Wat gebeurt er in het onderzoeksproject ‘Een slimme buurtbatterij in een oude Weverij'?

Op het Indiëterrein in Almelo ontwikkelt Ter Steege Bouw sinds 2014 nieuwe woningen. De bewoners van acht nieuwe huurwoningen in de Oude Weverij krijgen een duurzaam energiesysteem waarbij gebruik wordt gemaakt van een zogenaamde Vanadium Redox Flow buurtbatterij. De woningen worden verwarmd met een warmtepomp en op het dak liggen zonnepanelen die de warmtepomp van elektriciteit voorzien.

Daarnaast is er een batterij aanwezig die het overschot van de elektriciteit opslaat die de zonnepanelen produceren op zonnige dagen. De opgeslagen zonne-energie kan op een later moment dan weer gebruikt worden voor de warmtepomp. Zo ontstaat een soort ‘warmtebuffer’. Een oplossing waar veel behoefte aan is. Want het opslaan van duurzame energie is en blijft een uitdaging de komende jaren.

“We willen op deze manier ervaringen opdoen en leren van deze samenwerking”, vertellen directeuren Johan Riezebos en Rudy Weghorst van Ter Steege.

Welke partijen werken samen in dit project en waarom?

De pilot start met acht woningen. “Dat is klein en behapbaar, en daar willen we als Ter Steege best leergeld in investeren. Maar je wilt ook een doorkijkje hebben naar de toekomst: hoe gaan we hiermee om als we bezig zijn met gebiedsontwikkeling”, legt Johan Riezebos uit.

Er zitten volgens hem veel technische en economische aspecten aan de innovatie. Wat werkt, wat niet en hoe is hier een rendabele businesscase van te maken voor alle betrokkenen? Maar ook het sociale aspect is volgens de directeur innovatie extreem belangrijk. Hoe gaan bewoners om met deze innovatie?

“Je hebt te maken met mensen die uit een woning uit de jaren 50 of 60 komen. Als ze deze nieuwe woning betrekken, dan is het alsof ze paard en wagen inruilen voor een splinternieuwe Tesla en zich vervolgens afvragen waar de teugels zijn. We moeten daarom bij dit soort innovaties juist ook naar het gedrag kijken van mensen.”

Bij het onderzoeksproject is naast bedrijven als Ter Steege, Loohuis Installatie, Solar Freezer, Coteq Netbeheer en Contour Advanced Systems ook de Universiteit Twente betrokken om al deze aspecten goed te onderzoeken.

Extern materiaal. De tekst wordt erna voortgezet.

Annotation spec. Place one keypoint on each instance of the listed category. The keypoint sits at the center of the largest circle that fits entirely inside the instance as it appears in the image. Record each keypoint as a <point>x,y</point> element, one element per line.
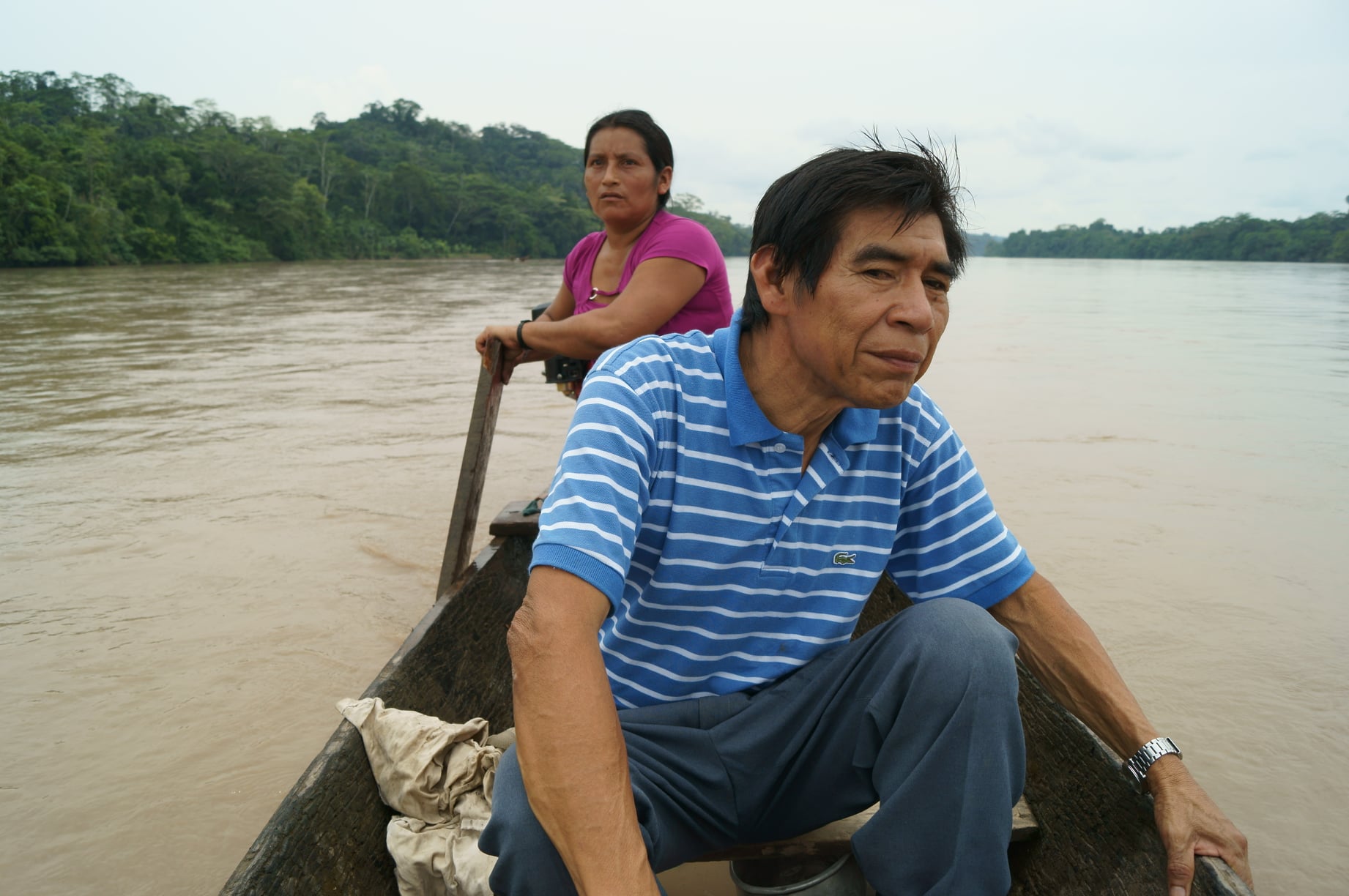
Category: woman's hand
<point>512,353</point>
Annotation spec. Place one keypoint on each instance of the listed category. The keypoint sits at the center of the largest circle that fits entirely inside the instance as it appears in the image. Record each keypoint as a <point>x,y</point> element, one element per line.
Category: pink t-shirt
<point>666,236</point>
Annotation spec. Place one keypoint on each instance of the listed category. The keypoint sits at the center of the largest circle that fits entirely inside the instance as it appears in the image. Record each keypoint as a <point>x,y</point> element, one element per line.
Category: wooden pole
<point>472,471</point>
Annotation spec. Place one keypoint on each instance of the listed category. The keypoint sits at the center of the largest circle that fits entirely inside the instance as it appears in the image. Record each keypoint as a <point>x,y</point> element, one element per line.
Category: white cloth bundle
<point>440,777</point>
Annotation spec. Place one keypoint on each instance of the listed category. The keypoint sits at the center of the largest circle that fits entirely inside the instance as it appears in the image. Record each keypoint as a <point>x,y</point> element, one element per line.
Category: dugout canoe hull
<point>328,835</point>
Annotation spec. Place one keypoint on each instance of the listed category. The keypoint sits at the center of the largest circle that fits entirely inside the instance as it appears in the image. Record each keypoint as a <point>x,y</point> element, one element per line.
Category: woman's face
<point>623,185</point>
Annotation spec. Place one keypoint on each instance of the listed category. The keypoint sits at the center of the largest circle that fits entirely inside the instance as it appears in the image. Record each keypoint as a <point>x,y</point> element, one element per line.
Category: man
<point>721,513</point>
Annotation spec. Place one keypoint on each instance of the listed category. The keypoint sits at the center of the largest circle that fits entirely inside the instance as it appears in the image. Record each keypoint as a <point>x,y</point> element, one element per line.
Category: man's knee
<point>958,644</point>
<point>527,860</point>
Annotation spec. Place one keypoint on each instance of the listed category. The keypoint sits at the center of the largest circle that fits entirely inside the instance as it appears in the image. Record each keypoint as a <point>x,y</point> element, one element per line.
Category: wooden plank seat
<point>833,840</point>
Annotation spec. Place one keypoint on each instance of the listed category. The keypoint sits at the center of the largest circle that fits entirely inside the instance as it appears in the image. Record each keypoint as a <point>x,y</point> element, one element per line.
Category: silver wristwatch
<point>1147,755</point>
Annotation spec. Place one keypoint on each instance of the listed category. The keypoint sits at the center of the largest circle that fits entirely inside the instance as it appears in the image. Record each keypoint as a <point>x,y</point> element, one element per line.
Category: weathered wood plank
<point>833,840</point>
<point>472,473</point>
<point>512,521</point>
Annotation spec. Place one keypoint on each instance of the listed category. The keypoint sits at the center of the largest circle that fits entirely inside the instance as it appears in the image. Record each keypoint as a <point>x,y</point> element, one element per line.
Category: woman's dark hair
<point>656,141</point>
<point>802,216</point>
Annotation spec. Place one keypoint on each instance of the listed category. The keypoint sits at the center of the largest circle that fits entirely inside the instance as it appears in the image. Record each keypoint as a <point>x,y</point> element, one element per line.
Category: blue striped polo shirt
<point>725,564</point>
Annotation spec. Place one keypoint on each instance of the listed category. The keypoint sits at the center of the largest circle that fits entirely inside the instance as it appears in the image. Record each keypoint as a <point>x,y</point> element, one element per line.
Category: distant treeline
<point>1320,238</point>
<point>94,172</point>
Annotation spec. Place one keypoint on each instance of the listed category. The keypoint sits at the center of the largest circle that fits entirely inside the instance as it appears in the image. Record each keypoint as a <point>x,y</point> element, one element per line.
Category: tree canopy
<point>94,172</point>
<point>1318,238</point>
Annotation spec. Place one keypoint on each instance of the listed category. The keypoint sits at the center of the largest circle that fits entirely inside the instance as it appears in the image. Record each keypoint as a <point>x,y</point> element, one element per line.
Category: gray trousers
<point>919,714</point>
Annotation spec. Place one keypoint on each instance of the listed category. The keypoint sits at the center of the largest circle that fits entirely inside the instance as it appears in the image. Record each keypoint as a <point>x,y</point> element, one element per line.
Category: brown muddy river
<point>226,493</point>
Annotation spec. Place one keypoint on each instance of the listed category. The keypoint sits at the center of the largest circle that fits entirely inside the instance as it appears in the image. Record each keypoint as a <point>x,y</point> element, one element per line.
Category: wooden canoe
<point>1094,830</point>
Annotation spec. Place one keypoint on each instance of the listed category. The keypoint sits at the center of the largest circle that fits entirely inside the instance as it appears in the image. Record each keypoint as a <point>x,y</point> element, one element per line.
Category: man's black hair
<point>657,142</point>
<point>802,216</point>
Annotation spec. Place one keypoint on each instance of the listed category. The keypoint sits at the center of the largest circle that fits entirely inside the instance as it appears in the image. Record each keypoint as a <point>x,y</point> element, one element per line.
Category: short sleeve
<point>687,241</point>
<point>950,540</point>
<point>578,265</point>
<point>602,486</point>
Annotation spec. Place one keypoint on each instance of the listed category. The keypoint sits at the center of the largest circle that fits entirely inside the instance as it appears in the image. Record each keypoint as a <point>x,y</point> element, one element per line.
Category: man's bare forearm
<point>570,745</point>
<point>1066,656</point>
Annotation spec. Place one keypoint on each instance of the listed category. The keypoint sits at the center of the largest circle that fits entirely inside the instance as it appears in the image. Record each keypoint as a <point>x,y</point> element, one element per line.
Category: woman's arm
<point>658,289</point>
<point>562,308</point>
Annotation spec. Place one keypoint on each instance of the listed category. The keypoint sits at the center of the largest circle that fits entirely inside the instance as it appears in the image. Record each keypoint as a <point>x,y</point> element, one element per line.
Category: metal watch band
<point>1150,753</point>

De samenwerking moet uiteindelijk leiden tot een operationele pilot onder Nederlandse praktijkomstandigheden, waarbij een centrale rol is weggelegd voor de bewoners.

Met de projectresultaten hopen de aangesloten marktpartijen straks een nieuw woon-energie-concept in de markt uit te rollen voor toekomstige (huur)woningen in Nederland.

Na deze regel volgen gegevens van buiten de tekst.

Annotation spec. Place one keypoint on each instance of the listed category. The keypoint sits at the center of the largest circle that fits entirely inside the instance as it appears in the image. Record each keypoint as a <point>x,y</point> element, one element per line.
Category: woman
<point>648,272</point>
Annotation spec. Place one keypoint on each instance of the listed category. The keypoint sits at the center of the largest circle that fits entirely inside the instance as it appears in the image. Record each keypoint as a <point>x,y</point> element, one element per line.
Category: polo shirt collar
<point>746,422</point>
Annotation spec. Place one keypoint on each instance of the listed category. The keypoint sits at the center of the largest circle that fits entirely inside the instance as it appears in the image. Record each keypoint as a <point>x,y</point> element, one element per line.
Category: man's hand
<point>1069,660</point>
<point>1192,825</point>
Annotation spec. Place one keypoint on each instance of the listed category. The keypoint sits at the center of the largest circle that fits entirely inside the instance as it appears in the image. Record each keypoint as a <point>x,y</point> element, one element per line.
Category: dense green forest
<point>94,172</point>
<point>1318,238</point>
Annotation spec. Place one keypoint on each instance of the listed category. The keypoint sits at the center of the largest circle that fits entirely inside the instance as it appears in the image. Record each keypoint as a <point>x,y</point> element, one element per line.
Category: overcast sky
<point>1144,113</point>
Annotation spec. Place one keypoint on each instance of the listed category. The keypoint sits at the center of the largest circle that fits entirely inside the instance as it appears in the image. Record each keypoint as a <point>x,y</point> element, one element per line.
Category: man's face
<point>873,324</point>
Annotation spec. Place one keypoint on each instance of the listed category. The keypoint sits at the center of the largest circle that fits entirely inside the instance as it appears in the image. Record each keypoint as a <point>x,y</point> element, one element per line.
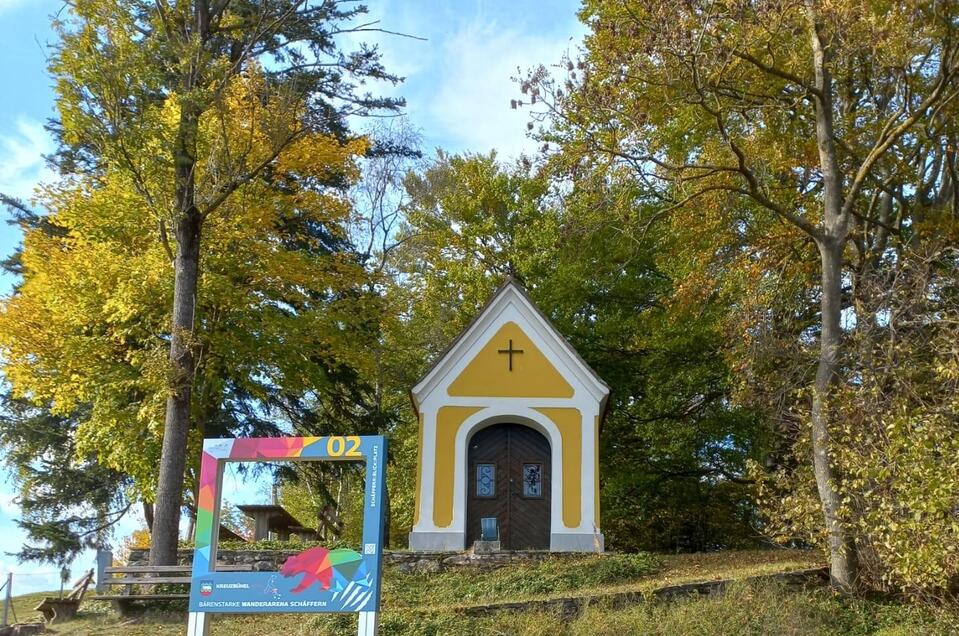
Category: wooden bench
<point>132,577</point>
<point>57,610</point>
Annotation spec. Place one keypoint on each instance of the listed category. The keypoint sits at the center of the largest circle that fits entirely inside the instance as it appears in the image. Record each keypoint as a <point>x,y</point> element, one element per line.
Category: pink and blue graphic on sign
<point>315,580</point>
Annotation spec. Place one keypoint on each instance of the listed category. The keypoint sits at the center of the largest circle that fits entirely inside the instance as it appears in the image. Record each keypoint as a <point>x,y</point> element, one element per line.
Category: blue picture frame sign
<point>315,580</point>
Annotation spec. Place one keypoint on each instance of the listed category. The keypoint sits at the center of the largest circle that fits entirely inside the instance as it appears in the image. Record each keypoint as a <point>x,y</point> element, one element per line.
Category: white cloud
<point>475,85</point>
<point>22,165</point>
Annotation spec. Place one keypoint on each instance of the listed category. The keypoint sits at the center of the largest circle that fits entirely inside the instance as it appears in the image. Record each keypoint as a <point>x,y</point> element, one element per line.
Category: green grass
<point>422,604</point>
<point>555,574</point>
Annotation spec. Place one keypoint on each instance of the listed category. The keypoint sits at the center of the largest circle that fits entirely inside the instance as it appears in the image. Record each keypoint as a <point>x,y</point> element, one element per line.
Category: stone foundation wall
<point>271,560</point>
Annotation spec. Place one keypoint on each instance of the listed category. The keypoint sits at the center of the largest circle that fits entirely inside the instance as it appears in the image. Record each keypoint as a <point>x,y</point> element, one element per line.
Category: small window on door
<point>532,480</point>
<point>486,480</point>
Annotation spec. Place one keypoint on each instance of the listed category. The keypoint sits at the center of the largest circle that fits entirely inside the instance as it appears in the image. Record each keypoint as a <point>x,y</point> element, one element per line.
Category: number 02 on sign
<point>315,580</point>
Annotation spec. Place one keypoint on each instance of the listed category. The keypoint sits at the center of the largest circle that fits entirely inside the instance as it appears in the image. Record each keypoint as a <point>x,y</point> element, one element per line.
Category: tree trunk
<point>186,276</point>
<point>843,562</point>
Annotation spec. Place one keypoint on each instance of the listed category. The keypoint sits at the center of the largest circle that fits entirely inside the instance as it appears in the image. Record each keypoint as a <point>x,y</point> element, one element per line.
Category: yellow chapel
<point>509,419</point>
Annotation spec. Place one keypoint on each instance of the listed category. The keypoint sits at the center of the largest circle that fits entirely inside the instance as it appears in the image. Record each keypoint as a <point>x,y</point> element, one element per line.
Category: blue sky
<point>458,89</point>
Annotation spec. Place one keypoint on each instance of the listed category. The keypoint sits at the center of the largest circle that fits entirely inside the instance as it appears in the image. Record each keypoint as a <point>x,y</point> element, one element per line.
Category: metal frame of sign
<point>316,580</point>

Het belang van samenwerking tussen bedrijfsleven en universiteit

Voor de Universiteit Twente is de samenwerking waardevol omdat ze onderzoek kunnen doen in een realistische praktijksituatie. Vanuit de UT zijn twee vakgroepen/leerstoelen betrokken. Vanuit de faculteit BMS is dit de vakgroep Governance and technology for sustainability. Frans Coenen van deze vakgroep hoopt dat de pilot en de samenwerking leidt tot een nieuwe manier van denken over een probleem dat in heel Nederland speelt.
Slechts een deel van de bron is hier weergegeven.